Auftraggeber für das neue Servicesystem ist die 2006 gegründete Stiftung für Hochschulzulassung (SfH). Ein erster Anlauf zur Umsetzung des neuen Verfahrens scheiterte bereits Ende 2008. Die Unis fürchteten um ihre Autonomie bei der Bewerberauswahl - eine Freiheit, die sie sich in den Vorjahren erst erstritten hatten. Anfang 2011 sollte das überarbeitete Konzept dann getestet werden. Doch im April gab die SfH bekannt, dass der Probelauf scheitern würde. Technisch erwies sich die Anbindung der Hochschulen an das DoSV als Schwachpunkt; die Schuld dafür gab man vor allem dem IT-Hersteller HIS GmbH, der 80 Prozent der Unis mit Software ausstattet. Probleme mit Support und Datenschutz gab es zudem.

Erst zum Ende des Jahres soll über einen neuen Zeitplan für die Tests des Systems entschieden werden, nach der Sommerpause wird sich der Bundestag damit befassen. Ein Sprecher des Bildungsministeriums sagte: "Das Verfahren muss so früh wie möglich funktionieren. Hier sind sich alle Akteure einig." Die SfH arbeite mit Hochdruck daran, dass ein Start zum Wintersemester 2012/13 klappt. Für das Scheitern der Reform bezahlen nun vor allem die Länder.

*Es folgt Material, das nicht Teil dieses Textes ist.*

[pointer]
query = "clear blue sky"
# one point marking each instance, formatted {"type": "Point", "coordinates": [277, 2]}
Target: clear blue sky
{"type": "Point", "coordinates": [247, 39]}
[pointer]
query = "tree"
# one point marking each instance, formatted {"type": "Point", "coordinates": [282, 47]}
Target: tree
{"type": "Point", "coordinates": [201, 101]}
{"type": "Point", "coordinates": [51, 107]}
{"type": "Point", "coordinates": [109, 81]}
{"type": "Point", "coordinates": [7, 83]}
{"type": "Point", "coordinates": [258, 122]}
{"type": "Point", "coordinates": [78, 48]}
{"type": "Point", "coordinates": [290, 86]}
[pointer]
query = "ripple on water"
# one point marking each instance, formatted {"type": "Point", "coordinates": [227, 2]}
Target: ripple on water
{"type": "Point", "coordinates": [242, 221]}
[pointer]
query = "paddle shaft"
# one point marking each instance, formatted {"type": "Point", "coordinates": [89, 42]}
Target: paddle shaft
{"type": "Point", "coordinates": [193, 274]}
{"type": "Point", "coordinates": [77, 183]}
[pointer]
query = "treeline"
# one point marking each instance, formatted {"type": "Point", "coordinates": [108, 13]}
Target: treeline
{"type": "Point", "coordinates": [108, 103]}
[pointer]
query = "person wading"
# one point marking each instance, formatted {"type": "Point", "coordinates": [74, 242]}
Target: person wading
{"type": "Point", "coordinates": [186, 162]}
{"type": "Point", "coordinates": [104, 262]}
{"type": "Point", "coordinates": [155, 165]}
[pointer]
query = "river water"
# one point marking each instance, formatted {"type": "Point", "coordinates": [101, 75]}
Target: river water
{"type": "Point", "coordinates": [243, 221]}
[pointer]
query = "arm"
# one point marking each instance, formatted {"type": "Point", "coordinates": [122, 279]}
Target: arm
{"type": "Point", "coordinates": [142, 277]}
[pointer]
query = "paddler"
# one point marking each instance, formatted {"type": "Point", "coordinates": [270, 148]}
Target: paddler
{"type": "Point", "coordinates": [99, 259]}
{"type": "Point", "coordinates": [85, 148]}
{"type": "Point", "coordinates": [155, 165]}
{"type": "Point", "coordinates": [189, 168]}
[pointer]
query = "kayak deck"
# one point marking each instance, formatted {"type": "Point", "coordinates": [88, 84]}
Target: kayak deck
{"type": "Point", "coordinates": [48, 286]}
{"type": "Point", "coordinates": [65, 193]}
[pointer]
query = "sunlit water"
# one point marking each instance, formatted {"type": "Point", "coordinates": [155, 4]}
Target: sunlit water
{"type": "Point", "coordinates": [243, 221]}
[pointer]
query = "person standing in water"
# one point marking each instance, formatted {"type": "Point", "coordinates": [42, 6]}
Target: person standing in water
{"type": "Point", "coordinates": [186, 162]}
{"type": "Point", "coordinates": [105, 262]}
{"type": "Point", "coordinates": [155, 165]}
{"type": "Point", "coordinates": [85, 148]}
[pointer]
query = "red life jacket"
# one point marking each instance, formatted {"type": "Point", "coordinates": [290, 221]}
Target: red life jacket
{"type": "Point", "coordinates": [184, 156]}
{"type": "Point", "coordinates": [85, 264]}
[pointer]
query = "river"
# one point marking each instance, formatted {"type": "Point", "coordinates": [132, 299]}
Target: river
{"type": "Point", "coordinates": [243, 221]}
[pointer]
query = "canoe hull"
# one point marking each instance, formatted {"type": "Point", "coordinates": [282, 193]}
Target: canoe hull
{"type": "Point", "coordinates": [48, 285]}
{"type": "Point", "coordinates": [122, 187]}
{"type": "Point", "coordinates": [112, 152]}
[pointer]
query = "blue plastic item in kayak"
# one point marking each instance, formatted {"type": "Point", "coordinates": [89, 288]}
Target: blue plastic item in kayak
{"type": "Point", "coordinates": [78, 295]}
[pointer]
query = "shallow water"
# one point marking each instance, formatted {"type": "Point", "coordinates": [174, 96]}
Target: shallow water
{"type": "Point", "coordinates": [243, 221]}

Der Bund zieht sich nach Auslaufen der Anschubfinanzierung für das neue System aus dem Projekt zurück.

Der Präsident der Hamburger Uni, Dieter Lenzen, sieht sich mit "einem Abgrund an Versagen" konfrontiert. "Das Verfahren konnte wegen der Unfähigkeit der Verantwortlichen nicht realisiert werden, obgleich eine Fertigstellung der erforderlichen Softwaretechnik viel früher zugesagt worden war." Die Vernichtung von Millionenbeträgen des vom Bund zur Verfügung gestellten Geldes ohne ein verwendbares Resultat sei völlig indiskutabel. In der kommenden Woche will sich die Uni-Leitung dem AStA stellen, um über die Sorgen der Studenten bei der Vergabe von Studienplätzen zu diskutieren.